O noticiário em torno de Marcelo Bielsa ferve. Desautorizado pelo Lille, ainda assim viajou da França para reencontrar no Chile um moribundo Luis Bonini, grande amigo falecido hoje em decorrência de um câncer (que o pupilo Eduardo Berizzo tenha melhor sorte). Bonini havia sido seu auxiliar desde os tempos de Atlas (México) até o Athletic de Bilbao, passando pela seleção argentina na virada do milênio. Muito além disso, ele foi um nome seminal não só no futebol como no basquete argentino.
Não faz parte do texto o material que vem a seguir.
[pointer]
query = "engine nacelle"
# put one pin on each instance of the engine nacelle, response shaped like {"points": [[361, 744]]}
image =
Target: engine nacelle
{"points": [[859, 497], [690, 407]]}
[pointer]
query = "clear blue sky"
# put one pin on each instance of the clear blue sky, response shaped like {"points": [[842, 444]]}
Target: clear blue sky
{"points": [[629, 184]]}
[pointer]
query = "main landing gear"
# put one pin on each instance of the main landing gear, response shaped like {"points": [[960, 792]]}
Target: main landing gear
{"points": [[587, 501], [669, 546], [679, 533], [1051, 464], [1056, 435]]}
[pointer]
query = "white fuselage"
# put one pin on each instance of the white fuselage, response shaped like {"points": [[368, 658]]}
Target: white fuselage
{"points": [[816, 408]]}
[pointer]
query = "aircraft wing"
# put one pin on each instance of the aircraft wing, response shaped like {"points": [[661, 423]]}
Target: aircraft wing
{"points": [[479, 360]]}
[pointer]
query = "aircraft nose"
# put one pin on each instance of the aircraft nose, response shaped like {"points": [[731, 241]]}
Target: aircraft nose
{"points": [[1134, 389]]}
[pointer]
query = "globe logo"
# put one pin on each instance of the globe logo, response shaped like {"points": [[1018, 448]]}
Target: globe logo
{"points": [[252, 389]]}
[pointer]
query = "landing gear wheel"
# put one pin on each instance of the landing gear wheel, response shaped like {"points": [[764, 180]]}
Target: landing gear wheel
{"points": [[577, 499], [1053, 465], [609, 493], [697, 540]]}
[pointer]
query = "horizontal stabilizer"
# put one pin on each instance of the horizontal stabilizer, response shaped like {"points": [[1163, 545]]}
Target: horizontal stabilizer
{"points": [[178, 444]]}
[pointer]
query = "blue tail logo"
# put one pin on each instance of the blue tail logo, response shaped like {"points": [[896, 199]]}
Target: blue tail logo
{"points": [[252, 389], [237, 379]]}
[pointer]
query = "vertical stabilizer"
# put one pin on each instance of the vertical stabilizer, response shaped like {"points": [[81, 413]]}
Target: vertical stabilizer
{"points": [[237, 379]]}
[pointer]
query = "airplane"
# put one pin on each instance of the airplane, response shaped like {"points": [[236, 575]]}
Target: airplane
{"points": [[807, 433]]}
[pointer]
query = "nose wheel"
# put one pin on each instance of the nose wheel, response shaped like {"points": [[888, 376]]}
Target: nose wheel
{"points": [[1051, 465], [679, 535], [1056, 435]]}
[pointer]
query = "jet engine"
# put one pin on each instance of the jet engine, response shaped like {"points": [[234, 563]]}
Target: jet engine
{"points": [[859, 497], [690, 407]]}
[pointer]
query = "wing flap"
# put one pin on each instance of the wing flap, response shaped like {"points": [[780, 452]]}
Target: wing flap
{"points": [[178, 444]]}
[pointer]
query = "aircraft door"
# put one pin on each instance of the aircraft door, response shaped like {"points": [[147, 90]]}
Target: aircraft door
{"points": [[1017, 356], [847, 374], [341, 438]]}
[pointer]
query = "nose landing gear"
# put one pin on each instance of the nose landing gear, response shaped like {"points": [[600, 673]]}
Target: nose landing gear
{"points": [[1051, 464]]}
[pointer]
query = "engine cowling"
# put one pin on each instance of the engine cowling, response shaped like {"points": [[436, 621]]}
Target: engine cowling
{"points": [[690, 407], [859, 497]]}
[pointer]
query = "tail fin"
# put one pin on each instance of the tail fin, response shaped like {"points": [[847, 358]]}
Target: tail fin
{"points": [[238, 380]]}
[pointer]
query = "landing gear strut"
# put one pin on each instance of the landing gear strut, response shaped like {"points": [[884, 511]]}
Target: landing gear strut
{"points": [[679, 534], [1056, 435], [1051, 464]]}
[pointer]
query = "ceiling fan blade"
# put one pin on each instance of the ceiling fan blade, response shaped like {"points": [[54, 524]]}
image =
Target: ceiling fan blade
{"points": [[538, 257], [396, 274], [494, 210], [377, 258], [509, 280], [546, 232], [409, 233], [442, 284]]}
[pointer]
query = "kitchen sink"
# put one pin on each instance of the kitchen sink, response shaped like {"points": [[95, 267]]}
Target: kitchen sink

Sobretudo, nos tempos de glória do sumido Ferro Carril Oeste, cujo sucesso poliesportivo nos anos 80 o fez ser premiado até pela Unesco.

Os anos 80 renderam os únicos títulos nacionais do futebol do FCO (em 1982 e em 1984, onde ganhou de 3-0 na final sobre o River de Francescoli no Monumental, com todos os gols nos primeiros 30 minutos), o suficiente para fazer ele superar por nove anos o título então solitário do rival Vélez, de 1968. Aliás, aquela foi a única década em que os verdolagas mais venceram do que perderam no chamado Clásico del Oeste, incluindo dois 4-0 na casa rival e o triunfo na semifinal nacional de 1981 – ano em que o time do bairro de Caballito foi o vice do Boca de Maradona no Torneio Metropolitano (por um mísero ponto) e do River de Kempes no Torneio Nacional. 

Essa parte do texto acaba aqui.